On Monday, December 18th Councilmember Charles Allen (Ward 6-D) joined Mayor Muriel Bowser as she kicked off her monthly community walk. The walk kicked off with a demonstration of rat abatement by Department of Health (DOH) professionals using the dry ice technique.  City officials, agency directors and commissioners from local Advisory Neighborhood Commissions (ANC) also attended.

The demonstration took place in an alley behind the 1200 block of H Street NE. It was both an introduction to the method and a way of drawing attention to the Mayor’s fight against the rodent and the new bill Councilmember Allen has co-introduced to fight the problem.

Mayor Bowser listens as Councilmember Charles Allen discusses the legislation he introduced to combat the rat population in the District.

In May, Councilmember Allen introduced legislation that would require all food establishments to incorporate rodent abatement and prevention measures into their daily operations and empower DOH inspectors with more tools for enforcement. The bill had a hearing before the Committee on Health on December 6.

Dry ice has previously been used as a pesticide in the District, but the practice was halted by the Environmental Protection Agency (EPA) because dry ice was not registered for use as rat control, and therefore violated the Federal Insecticide, Fungicide and Rodenticide Act (FIFRA). This summer, Bell Laboratories registered a rodenticide using dry ice, allowing local pest management professionals to use the product again.

A DOH abatement professional points out the opening of a rat burrow for Mayor Bowser at the demonstration in the alley behind the 1200 block of H Street NE.
DOEE Director Tommy Wells discusses the use of dry ice in rodenticide. Wells said one benefit is that the treatment is cost-effective, costing about 50 cents a burrow.

The product can be used by residents, and is relatively cheap, costing about 50 cents per burrow, said Department of Energy and the Environment (DOEE) Director Tommy Wells, who also attended the event. “The biggest danger is that you might burn your hands,” he said, “so you’ll want to use tongs or gloves or something.”

During the demonstration, DOH professionals put dry ice, which is actually frozen carbon dioxide, into a rat burrow using an ice scoop and then pushed it deep inside using a stick. They then buried the hole to cut off access to air. As the ice melts and releases the gas, the rodents inside are poisoned, essentially suffocating to death. DOH professionals return after about two weeks to re-examine the situation.

“It is just one more tool in our toolbox,” said Gerard Brown, Program Manager for Rodent and Vector Control at DOH. “It works best in an enclosed area. The best method to fight rats is still to take away their food source –to clean up the trash.”
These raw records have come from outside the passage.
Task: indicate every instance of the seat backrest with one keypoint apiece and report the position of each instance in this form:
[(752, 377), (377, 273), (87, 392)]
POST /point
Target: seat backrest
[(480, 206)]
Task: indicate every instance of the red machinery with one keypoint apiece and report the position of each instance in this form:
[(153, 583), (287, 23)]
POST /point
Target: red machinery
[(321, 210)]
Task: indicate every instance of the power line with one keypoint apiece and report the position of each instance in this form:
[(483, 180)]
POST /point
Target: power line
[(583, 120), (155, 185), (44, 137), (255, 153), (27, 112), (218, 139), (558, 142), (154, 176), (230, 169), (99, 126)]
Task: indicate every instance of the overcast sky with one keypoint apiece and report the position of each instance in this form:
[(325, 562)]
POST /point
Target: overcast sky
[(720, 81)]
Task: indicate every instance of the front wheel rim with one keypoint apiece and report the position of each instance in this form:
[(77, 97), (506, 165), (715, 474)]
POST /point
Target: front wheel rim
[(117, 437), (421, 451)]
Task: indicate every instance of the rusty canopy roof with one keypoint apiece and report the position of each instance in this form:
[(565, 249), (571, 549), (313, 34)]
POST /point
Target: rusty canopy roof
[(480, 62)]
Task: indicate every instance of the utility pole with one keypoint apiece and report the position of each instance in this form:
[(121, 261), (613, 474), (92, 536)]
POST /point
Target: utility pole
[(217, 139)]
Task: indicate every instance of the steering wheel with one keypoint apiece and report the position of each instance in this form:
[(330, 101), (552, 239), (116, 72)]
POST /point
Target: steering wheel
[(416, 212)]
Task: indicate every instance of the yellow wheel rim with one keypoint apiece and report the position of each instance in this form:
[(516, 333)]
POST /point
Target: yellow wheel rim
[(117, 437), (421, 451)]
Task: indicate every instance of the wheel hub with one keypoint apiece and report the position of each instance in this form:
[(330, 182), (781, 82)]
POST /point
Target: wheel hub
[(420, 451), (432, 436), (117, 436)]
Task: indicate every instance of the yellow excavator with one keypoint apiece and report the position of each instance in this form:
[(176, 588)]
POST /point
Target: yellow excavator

District resident Karen McNeill agrees. At the kick-off, she told the Mayor that the empty lot next to her home near Tenth and I Streets NE is essentially used as a dog park. Combined with what she said was sloppy handling of trash pickup by Department of Public Works (DPW) trash collectors, and she said she feels like she is living next to a rat magnet.

Area resident Karen McNeill listens to Bowser’s response to her concerns.
Bowser tours an empty lot near Tenth and I Streets NE, where a resident says pet droppings have attracted rats to a nearby home.
McNeill pointed to these trash cans, located on the street corner near her home. A bag containing pet droppings is visible in one discarded box.

McNeill said she goes so far as to wash out her trash cans once the trash is collected, to make them less attractive to rats. “I don’t like rats,” she said, “and I don’t want them inside of my house.”

DPW Director Christopher Shorter told MacNeill that DPW can identify her specific crew and take steps to address those concerns. Bowser made a point of walking by MacNeill’s home on her route, stopping to discuss the situation with agency directors.

Asked if she felt the community walk would help to address the problem with rats in her neighborhood, McNeill said she hoped so. “I’m really going to try the dry ice before I contact the city again,” she said. “I feel the city should provide dry ice to residents because after all, they just said it doesn’t cost that much,” she added.

While those in attendance seemed optimistic about the reintroduction of dry ice  as a weapon in the war on rats, it is still understood that prevention must begin with changing the environment in which rats breed and thrive. Removing the food source and cleaning up the trash is one of the goals of the legislation co-introduced by Councilmember Allen.

“I’m grateful that Mayor Bowser is holding this walk and continues to demonstrate her commitment to finding serious answers to a serious problem across our city and in Ward 6,” said Councilmember Allen. “It’s going to take a full community effort to get our rodent issue under control. My legislation would add more tools to the toolbox by requiring food establishments to think ahead and incorporate rodent control into their daily business plans. In the end, food waste is what attracts and sustains rodents.”